L’indomani arrivò presto, e alle 6 eravamo già radunati tutti fuori casa mia. Non volevamo perderci un solo minuto di quella splendida giornata.
Decidemmo di partire con il mio aereo.
Eravamo emozionantissimi.
Dopo circa 3 ore arrivammo alla montagna che avevamo prescelto, e incamminandoci a piedi, notammo una piccola capannella con un tavolo enorme in legno e i sedili uniti ambo i lati.
Ci sedemmo e sistemammo le cose.
C’era molta neve, nonostante fosse aprile.
Cominciammo a giocarci, lanciandoci palle di neve e rincorrendoci a vicenda.
Fu una mattinata stupenda.
Al ora di pranzo ci accomodammo e cominciammo a pranzare. Io e Erasa ci premurammo di preparare tanti dolci, mentre Chichi, sapendo quanto mangiasse il figlio, si preoccupò di preparare i pasti principali, che erano in abbondanza per tutti.
Il pomeriggio passo in fretta, tra mille risate e racconti.
Il clima diventava sempre più rigido, cominciammo a sentire molto freddo, così che decidemmo di andare via, proseguendo la nostra giornata nella villa di Satan city.
In città faceva decisamente più caldo, anzi c’era un sole che solo a guardarlo bruciava gli occhi. Tanto è vero che fummó costretti a spogliarci degli eccessivi abiti che avevamo indossato premurandoci del freddo che avremmo incontrato in montagna.
Decidemmo così di giocare una partita di palla a volo a quattro: maschi contro femmine.

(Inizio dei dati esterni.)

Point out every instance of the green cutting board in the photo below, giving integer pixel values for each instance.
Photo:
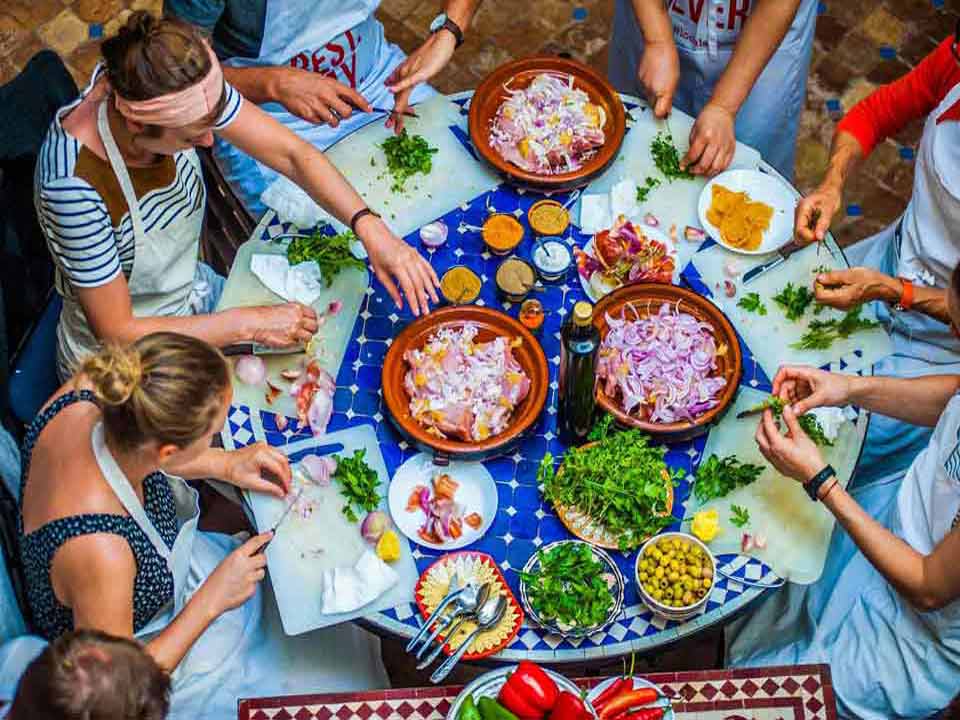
(243, 289)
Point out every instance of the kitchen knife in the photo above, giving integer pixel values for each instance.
(782, 255)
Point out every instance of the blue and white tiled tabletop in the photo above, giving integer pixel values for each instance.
(524, 520)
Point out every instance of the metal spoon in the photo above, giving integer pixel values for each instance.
(488, 616)
(481, 599)
(453, 591)
(466, 602)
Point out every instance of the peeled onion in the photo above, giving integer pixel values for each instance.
(251, 370)
(374, 525)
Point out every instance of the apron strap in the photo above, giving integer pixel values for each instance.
(121, 487)
(120, 170)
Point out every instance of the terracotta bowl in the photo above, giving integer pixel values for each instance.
(491, 94)
(646, 298)
(490, 324)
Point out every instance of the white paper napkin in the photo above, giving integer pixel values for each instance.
(298, 283)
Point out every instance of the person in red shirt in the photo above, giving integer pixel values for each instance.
(907, 266)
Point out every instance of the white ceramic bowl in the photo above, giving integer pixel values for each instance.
(678, 614)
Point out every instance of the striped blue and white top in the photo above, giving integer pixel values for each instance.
(91, 237)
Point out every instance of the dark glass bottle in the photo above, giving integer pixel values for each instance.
(579, 344)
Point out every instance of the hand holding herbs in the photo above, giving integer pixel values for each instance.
(570, 588)
(620, 482)
(407, 155)
(359, 484)
(331, 253)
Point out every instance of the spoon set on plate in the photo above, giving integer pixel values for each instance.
(470, 602)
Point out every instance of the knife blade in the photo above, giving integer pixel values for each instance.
(783, 255)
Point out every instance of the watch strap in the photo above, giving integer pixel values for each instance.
(454, 29)
(817, 481)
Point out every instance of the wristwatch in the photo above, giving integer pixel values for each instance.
(442, 22)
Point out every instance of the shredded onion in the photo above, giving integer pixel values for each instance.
(662, 367)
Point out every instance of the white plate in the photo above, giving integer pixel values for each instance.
(477, 493)
(761, 187)
(649, 231)
(638, 683)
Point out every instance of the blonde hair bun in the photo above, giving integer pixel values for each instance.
(115, 373)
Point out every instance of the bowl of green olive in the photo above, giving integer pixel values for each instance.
(675, 574)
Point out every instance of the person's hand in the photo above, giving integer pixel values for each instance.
(806, 388)
(259, 468)
(844, 289)
(794, 454)
(396, 263)
(235, 579)
(317, 98)
(284, 325)
(420, 65)
(658, 74)
(712, 142)
(814, 213)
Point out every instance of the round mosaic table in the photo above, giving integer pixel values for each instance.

“Avanti Videl, prendila!” Mi urlò Sharpener.
Attenta mi concentrai al massimo. Non era il mio forte la palla a volo ma la presi come una piccola sfida quotidiana per migliorare le mie capaci generali e per divertirmi con i miei amici.
“Certo” risposi determinata mentre battevo la palla.

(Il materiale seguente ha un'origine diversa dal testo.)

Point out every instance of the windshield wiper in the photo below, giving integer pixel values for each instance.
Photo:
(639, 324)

Ad un tratto Erasa ci fermò:
“Hey ragazzi, perché non ci facciamo scattare una bella foto?”
“Si, certo. Che bella idea!” Rispose il biondo.
Erasa entusiasta si guardò in torno per cercare qualcuno disposto a scattarcela.

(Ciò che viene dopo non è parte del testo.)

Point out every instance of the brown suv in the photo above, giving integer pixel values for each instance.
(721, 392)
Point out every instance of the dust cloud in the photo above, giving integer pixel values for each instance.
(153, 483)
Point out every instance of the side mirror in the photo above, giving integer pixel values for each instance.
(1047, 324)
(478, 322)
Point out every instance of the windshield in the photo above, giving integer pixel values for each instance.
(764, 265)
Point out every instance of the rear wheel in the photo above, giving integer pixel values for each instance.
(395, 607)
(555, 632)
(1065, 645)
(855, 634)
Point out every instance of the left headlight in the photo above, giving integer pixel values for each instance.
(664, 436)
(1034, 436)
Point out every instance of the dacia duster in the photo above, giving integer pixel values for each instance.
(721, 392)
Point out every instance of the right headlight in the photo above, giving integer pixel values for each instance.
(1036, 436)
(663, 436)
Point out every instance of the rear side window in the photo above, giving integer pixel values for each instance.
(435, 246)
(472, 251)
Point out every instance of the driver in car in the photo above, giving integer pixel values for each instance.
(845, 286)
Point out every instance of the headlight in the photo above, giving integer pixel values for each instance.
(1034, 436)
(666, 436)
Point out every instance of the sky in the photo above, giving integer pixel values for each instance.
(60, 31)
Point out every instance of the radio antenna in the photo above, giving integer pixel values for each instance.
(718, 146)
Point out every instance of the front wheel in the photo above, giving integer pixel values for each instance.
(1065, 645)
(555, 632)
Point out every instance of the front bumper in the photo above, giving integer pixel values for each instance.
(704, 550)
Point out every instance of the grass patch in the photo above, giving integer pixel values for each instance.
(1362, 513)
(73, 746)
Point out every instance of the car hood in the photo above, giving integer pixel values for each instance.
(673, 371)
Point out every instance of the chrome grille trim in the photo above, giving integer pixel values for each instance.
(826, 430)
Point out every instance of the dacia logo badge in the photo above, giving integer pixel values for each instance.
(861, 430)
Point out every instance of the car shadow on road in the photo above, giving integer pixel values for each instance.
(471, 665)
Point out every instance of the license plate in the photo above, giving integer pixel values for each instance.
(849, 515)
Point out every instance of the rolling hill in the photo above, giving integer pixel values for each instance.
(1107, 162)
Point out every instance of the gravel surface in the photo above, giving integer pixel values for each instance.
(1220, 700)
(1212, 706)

Ecco che passò una coppia di ragazzi, che prontamente fermò.
“Scusatemi. Vi dispiacerebbe scattarci una foto?” Chiese gentilente.
“Ma certo. Dammi qua!” Rispose cordiale il ragazzo.
Ci mettemmo in posa.
Gohan si sedette su i resti di un tronco d’albergo oramai abbattuto, ma abbastanza largo da ospitare due persone. Puntualmente Erasa gli si accomodó vicino, mentre io e Sharpener restammò alzati dietro.
La foto venne scattata e il ragazzo, divertito, c’è la mostró.
Eravamo tutti sorridenti, ad eccezione di Erasa che si era girata di proposito verso Gohan per fargli le smorfie.
Una foto davvero simpatia pensai, hanno davvero un bel legame, a prescindere dal finale di questa storia.
La giornata terminò, e prendemmo le diverse strade per tornare a casa.
Ci salutammo.
L’unica che fece ancora un po’ di strada con me fù Erasa che abitava vicino casa mia.
“È davvero bella quella foto sai?” La guardai dolcemente.
“Già è vero ma mentre tu eri a sistemare le ultime cose, Sharpener c’è ne ha scattata una ancora più bella.” Rispose felice lei.
“Davvero? E cosa aspetti a farmela vedere!”
Mi mostrò la foto.
Era spettacolare e sopratutto molto spontanea: si vedeva tutto il panorama delle montagne con la neve e al centro di questo spettacolo, Erasa da dietro abbracciava Gohan con le braccia intorno al collo, quasi a stritolarlo e Gohan rideva a crepapelle. Un sorriso sincero pensai. Ero contenta, davvero contenta.
Forse questa storia non sarebbe finita come speravamo, ma una cosa era certa il loro legame stava crescendo, giorno dopo giorno, avventura dopo avventura.